PITTSBURGH,None — Cherrie Mahan was 8 when she vanished from a bus stop near her home in Butler County.
A picture of the smiling, brown-haired girl would be the first featured on direct-mail fliers like those now sent weekly to tens of millions of U.S. homes with a simple message: "Have you seen me?"
Monday marks 25 years since Cherrie disappeared.
Although she's never been found, the fliers are credited with helping to recover 149 other missing children, according to the National Center for Missing & Exploited Children.
The idea for the fliers came after advertising executive Vincent Giuliano, who worked for marketer Advo Inc. in Windsor, Conn., saw a 1984 television movie about the 1981 murder of 6-year-old Adam Walsh, who had been abducted from a Florida shopping mall.
Cherrie was chosen for the first flier, in May 1985, because there were enough details about her case that the center figured someone had to know something, Giuliano said.
The third-grader got off her school bus the afternoon of Feb. 22, 1985, in Winfield Township, a rural Butler Co. community 20 miles north of Pittsburgh.
A driver saw Cherrie get off and noticed a bluish-green van with a painting of a mountain and a skier on it was behind the bus.
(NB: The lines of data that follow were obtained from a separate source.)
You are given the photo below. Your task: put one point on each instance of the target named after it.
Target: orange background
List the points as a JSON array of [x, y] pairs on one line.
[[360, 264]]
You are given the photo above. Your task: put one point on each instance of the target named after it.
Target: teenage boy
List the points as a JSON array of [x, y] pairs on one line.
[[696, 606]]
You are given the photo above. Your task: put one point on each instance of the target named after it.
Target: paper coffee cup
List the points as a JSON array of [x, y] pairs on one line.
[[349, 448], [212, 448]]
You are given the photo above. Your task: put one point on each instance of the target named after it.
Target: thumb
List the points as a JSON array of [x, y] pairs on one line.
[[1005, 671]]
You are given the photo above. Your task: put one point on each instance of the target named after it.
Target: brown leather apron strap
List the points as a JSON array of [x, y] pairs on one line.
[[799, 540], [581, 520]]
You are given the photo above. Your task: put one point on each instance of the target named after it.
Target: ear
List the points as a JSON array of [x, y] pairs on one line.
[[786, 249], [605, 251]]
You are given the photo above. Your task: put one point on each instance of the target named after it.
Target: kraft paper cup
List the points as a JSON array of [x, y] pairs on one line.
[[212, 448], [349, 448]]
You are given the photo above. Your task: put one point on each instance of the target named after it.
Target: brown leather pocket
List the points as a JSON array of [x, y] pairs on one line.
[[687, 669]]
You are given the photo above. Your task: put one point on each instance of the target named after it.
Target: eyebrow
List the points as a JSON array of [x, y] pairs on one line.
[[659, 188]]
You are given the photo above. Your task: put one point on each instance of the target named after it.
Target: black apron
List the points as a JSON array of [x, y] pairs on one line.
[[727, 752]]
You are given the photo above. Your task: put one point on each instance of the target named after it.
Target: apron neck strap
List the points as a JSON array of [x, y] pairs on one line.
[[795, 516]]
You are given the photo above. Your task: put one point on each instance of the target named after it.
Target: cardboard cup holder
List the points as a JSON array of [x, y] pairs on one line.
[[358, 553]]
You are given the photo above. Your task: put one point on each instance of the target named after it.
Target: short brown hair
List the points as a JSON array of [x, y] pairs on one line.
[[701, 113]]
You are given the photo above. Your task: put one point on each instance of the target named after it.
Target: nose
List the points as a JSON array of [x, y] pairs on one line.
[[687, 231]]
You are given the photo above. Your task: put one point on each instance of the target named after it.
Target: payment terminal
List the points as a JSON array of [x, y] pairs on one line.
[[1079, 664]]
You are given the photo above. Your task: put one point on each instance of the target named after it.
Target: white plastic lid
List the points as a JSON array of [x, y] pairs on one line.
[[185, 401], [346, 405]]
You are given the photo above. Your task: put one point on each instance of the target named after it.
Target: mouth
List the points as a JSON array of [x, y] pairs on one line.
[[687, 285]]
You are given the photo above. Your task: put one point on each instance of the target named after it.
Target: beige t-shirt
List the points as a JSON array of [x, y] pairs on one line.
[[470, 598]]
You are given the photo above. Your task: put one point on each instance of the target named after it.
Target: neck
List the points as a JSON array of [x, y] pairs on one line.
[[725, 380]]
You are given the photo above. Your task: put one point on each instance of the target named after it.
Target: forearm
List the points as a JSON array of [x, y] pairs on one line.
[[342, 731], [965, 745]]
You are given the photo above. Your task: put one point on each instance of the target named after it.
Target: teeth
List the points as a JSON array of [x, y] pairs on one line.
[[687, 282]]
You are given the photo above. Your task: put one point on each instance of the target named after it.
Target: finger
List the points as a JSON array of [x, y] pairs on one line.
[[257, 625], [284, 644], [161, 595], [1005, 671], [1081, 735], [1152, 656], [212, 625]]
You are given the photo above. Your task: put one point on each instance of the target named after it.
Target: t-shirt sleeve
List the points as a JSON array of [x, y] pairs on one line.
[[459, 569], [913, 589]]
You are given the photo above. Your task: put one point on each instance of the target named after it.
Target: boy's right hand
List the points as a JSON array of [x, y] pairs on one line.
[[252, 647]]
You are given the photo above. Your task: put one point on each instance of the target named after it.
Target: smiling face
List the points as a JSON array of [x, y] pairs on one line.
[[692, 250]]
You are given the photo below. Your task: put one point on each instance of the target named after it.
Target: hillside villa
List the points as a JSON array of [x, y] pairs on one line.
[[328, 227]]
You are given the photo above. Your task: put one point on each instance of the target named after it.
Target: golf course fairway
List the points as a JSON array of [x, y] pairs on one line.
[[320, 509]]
As the bus stopped to allow traffic to pass after driving down the road a bit farther, the van had disappeared
Cherrie's stepfather told police he had let her walk the short distance home because it was a nice day. When she didn't arrive, he went to the bus stop 10 minutes later and saw tire prints but no Cherrie.
Giuliano said it's "so bewildering" that someone who knows something about the case hasn't come forward.
Telephone calls to Cherrie's mother, Janice McKinney, were not returned.
While Cherrie's case serves as a sober reminder that not every missing child is found, the flier program has had success and gives hope.
More than half the 2,100 children featured on the fliers have been found through other means, such as police investigations or other groups posting pictures of them.
By 1990, the recovery rate for missing children was 62 percent. But now, partly because of the fliers and new technology such as Amber Alerts to spread information quickly, it's 97 percent, said Ernie Allen, president of the National Center for Missing & Exploited Children.
"But the ones you don't find, the ones that don't come home, are the ones that haunt you forever," he said. "Cherrie will always have a special place in our heart. And we don't close these files."